Berlarut-larutnya pengesahan RUU SDA itu juga menyebabkan letidak pastian hukum bagi para pengusaha, khususnya pengguna SDA. “Ini menyebabkan ketakutan bagi para industri pengguna air yang akan datang ke Indonesia. Artinya, investor ragu-ragu untuk berinvestasi,” ujarnya.
Dalam catatan Badan Koordinasi Penanaman Modal (BKPM), investasi paling besar pada 2018 lalu masih berasal dari sektor listrik, gas, dan air yang mencapai Rp 117,5 triliun atau 16,3% dari total investasi, di mana Penanaman Modal Asing (PMA) di sektor ini sebesar Rp 392,7 triliun atau 15 persen) dari total investasi.
Heru mengatakan pemerintah daerah juga masih belum berani atau ragu-ragu untuk mengimplementasikan program-program pengelolaan SDA jika RUU SDA ini belum disahkan. “Ini bisa menyebabkan kondisi SDA semakin tergradasi secara kuantitas dan kualitas,” ucapnya.

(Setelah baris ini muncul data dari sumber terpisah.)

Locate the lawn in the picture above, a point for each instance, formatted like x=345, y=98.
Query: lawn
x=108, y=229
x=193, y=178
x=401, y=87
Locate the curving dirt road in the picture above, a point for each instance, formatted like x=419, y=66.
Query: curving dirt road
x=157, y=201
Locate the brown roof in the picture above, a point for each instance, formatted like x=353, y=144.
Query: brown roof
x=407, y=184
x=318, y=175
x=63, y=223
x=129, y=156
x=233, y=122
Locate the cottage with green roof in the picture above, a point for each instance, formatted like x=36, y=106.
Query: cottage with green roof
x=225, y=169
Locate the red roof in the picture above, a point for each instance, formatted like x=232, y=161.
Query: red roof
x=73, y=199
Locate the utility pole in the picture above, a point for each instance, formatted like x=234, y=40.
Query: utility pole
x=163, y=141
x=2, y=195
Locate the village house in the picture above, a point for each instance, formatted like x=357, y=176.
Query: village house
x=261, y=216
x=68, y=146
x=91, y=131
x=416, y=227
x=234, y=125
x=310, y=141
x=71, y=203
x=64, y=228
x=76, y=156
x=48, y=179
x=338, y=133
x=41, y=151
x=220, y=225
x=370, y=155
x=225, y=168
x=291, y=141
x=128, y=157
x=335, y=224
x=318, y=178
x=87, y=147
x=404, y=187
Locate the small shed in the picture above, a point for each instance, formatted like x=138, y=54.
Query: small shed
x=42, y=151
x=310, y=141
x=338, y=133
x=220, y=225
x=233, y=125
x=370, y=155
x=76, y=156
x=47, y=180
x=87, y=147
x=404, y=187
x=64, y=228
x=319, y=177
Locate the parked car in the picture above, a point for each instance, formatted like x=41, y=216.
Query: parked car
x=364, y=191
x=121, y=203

Direktur Center for Regulation, Policy, and Governance (CRPG), Mohamad Mova Al'Afghani, melihat berlarut-larutnya pengesahan RUU SDA ini akan menghambat pencapaian target 100-0-100 pada 2019 karena investasinya mandeg.
Program ini merupakan pemenuhan target 3 sektor, yaitu pemenuhan 100% akses layak air minum, pengurangan kawasan kumuh menjadi 0 persen, dan pemenuhan 100 persen akses sanitasi layak. "Semua butuh investasi, dan investasinya mandeg karena terlalu lama RUU ini tidak diundangkan," kata Mova.